Стоит отметить, что на мне были надеты яркая яблочно-зеленая – ах, люблю этот цвет! - кофточка в обтяг, короткая кремовая юбка и кремовые же босоножки на высоком каблуке. Зачем нам все эти ваши бусы, спросите вы? Да потому что я искренне полагаю, что именно юбка и босоножки «виновны» в дальнейшем. Каблуки эти, кстати, были виноваты и в дополнительных содроганиях, я их просто прокляла по дороге – такие неудобные!
И вот уж замерещил уголок моей родной «хрущевочки», как вдруг чья-то рука тепло легла мне на плечо. «Девушка, ты плачешь?» Я оглянулась без ужаса: маньяка я б все равно не успела испугаться по причине близорукости и слезной завесы.
Позади стоял парень повыше меня, улыбался белозубо. Слезы мои в свете его зубов быстро просохли. Излишне глубокий загар вызвал у меня подозрения, но черты лица были вполне европейскими. Ну, может, испанскими: чуть шире разрез ноздрей, чуть больше глаза и губы. Но вполне симпатичный и улыбчивый. Одно я поняла сразу – не наш человек. Мы на это натренированы еще с войны.
Я что-то пролепетала – ну не «нихт ферштейн», конечно, но тоже какую-то околесицу. Он пошел меня провожать до дома, до подъезда, до квартиры – нет, до кровати нет пока. Но взял имя, обещание прийти на свидание и телефон. Я вот даже не помню, какой телефон? Мобильных тогда не было, домашнего у меня тоже. Но что-то взял. Рабочий, наверное. Сдала Нюша пароли без шуму и пыли, в общем. Но вы поймите и мое экстатическое состояние в тот момент.
Я помню, что, словно персонажи чудесного мультика «Веселые мишки» Потап и Тундра, в той серии, где к ним пришел с картой пингвиненок-японец, искренне полагала, что у иноземного парня проблемы с геолокацией - ох, какое словечко модненькое! - и ничего лучше он не придумал, как спросить дорогу у странной зареванной барышни. Я и поныне часто такая дура.

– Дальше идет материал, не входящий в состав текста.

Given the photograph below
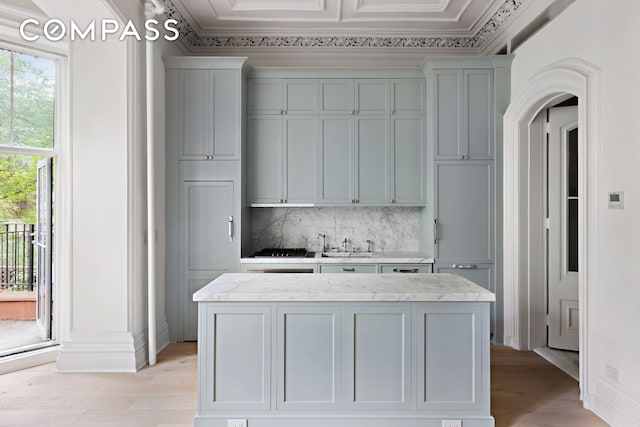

Слово pick-up у нашего среднестатистического горожанина и сегодня вызовет устойчивую ассоциацию с «пирожком», развозящим по утрам еще теплый хлебушек по рынкам. А тогда, в гороховые времена….
Через пару дней я отправилась на свидание с горячим парнем из Марокко - да, он оказался светло-коричневым негром из страны мандаринов. Назовем же моего нового знакомца Ярам, что значит «горячий».  Мы гуляли по набережной, лизали мороженое, он все время лез обниматься и целоваться, а я, прочитавшая почти все 200 томов из «Всемирной библиотеки», но не читавшая о ту пору «Интердевочки», пыталась налаживать культурный мост. Выходило плохо: его русский был темен и невнятен, мой английский начинался на первом спуске набережной и заканчивался на втором…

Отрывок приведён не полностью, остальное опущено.